使っていない土地を有効活用したい時、他人に貸すという選択をする人もいるでしょう。しかし、土地を貸すと、簡単には返してもらえない場合もあるということをご存じですか?
■借地権に注意する
土地を「使用契約」ではなく「賃貸契約」にしてしまうと、借地権が発生します。そうなると、長期間の貸し出し対象となり、なかなか返してもらえないケースも。土地を貸す時は、借地権という権利が発生することをまず理解しましょう。
借地権とは
借地権とは、第三者から土地を借りる権利のことです。例えば、土地を借りてマイホームを建てたとします。5年後に、土地の権利者から突然「土地を返して欲しい」と言われると、家を建てた人は困ってしまいます。そういった土地の借り手を守るために、借地権という権利が制定されました。借地権には、旧借地法に基づく借地権と、新借地法に基づく借地権の、2種類の借地権があります。
旧借地法と新借地法
旧借地法では、家を建てて住んでいる間は、土地を期限なしで借りることができます。また、家を建て替える時も、正当な理由がなければ拒めません。つまり、半永久的に土地を返してもらえない可能性があります。それにより土地を貸す人が少なくなったため、平成4年に新しい法律ができました。それが、新借地法です。新借地法では、一定期間が経過すると借地権が消滅し、土地の所有者に返さなくてはなりません(ただし、法定の期間以下の契約は無効となり、自動的に法定の期間となります)。また、土地返還時は借地権者の負担で土地を元の状態に戻すという条件もついています。
■土地を安心して貸すために
では、契約をきちんと決めて土地を貸したい場合は、どのようにすればよいのでしょうか。
土地使用契約を行い、建物を認めない
土地を貸す時、目的を訪ねての「土地使用契約書」を取り交わします。その際、土地には建物を建てないこと、土地の一時的な使用しか認めないこと、金銭を受け取る場合は地代ではなく使用料であることを明記します。
例えば資材置場として土地を貸してほしいという依頼があった場合、仮設のプレハブ倉庫であっても、建物を建てられてしまうと借地法が適用されます。また、勝手に工作物を建てられたとしても、そのことに抗議をしないと、建物を認めたことになにってしまいます。この場合、同じく借地法が適用されます。
建物を作る時は、定期借地権を利用する
定期借地権は、一定の期間内で、任意の契約期間を決めて土地を貸すことができる法律です。
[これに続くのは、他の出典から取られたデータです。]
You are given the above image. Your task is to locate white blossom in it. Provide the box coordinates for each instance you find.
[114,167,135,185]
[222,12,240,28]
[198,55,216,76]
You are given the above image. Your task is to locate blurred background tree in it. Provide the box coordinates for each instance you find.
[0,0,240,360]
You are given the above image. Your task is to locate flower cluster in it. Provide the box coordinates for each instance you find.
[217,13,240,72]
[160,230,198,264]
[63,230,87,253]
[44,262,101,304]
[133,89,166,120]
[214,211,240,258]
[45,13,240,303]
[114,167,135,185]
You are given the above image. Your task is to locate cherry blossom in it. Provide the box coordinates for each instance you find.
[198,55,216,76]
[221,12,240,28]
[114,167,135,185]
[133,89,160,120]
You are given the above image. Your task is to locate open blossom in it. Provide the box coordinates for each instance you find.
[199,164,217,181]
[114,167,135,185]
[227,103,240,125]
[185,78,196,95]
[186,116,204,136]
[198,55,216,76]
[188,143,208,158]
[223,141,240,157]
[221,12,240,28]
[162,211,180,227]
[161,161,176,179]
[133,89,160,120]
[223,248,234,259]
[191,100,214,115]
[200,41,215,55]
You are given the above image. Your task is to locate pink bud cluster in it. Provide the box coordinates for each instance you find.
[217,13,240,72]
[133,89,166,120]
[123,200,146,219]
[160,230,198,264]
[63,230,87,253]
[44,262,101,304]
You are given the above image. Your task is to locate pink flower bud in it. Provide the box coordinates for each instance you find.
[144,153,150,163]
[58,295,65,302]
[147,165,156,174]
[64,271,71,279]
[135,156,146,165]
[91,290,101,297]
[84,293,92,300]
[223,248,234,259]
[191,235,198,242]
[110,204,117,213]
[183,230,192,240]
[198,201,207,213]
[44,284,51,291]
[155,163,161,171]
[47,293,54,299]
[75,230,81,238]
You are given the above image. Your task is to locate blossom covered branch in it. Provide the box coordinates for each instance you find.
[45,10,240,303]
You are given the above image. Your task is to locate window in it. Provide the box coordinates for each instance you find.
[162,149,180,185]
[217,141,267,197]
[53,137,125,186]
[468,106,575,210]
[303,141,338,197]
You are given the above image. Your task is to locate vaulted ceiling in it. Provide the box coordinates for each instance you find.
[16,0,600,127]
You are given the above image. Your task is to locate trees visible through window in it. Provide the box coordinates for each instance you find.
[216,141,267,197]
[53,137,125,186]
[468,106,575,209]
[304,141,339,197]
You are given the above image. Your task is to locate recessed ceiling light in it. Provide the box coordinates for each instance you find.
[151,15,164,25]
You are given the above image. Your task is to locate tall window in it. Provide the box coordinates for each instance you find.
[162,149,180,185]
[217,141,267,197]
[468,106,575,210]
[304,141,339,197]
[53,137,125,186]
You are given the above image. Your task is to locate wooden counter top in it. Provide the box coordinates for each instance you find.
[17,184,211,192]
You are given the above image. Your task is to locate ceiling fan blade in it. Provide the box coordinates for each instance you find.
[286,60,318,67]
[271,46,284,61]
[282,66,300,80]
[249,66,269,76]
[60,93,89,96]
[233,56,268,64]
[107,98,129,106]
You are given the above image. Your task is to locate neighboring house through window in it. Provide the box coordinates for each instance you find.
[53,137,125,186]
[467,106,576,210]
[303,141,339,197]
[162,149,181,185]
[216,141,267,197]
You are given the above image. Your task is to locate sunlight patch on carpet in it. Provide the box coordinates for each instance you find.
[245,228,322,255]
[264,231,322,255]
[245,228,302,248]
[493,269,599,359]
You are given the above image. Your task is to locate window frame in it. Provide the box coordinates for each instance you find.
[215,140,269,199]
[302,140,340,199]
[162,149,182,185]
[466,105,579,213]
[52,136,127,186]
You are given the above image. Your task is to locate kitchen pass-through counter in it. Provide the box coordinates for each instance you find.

定期借地権には、
①一般定期借地権:契約期間が50年以上。
②事業用借地権:契約期間が10年以上50年未満の事業用借地権。
③建物譲渡特約付借地権:契約期間が30年以。契約終了後は建物を土地所有者に譲渡する。
の3種類があります。自分の都合にあった契約を結びましょう。
土地を貸すという行為は、とても難しいことです。大切な財産を守るためにも、土地を貸す時には、専門家によく相談して行いましょう。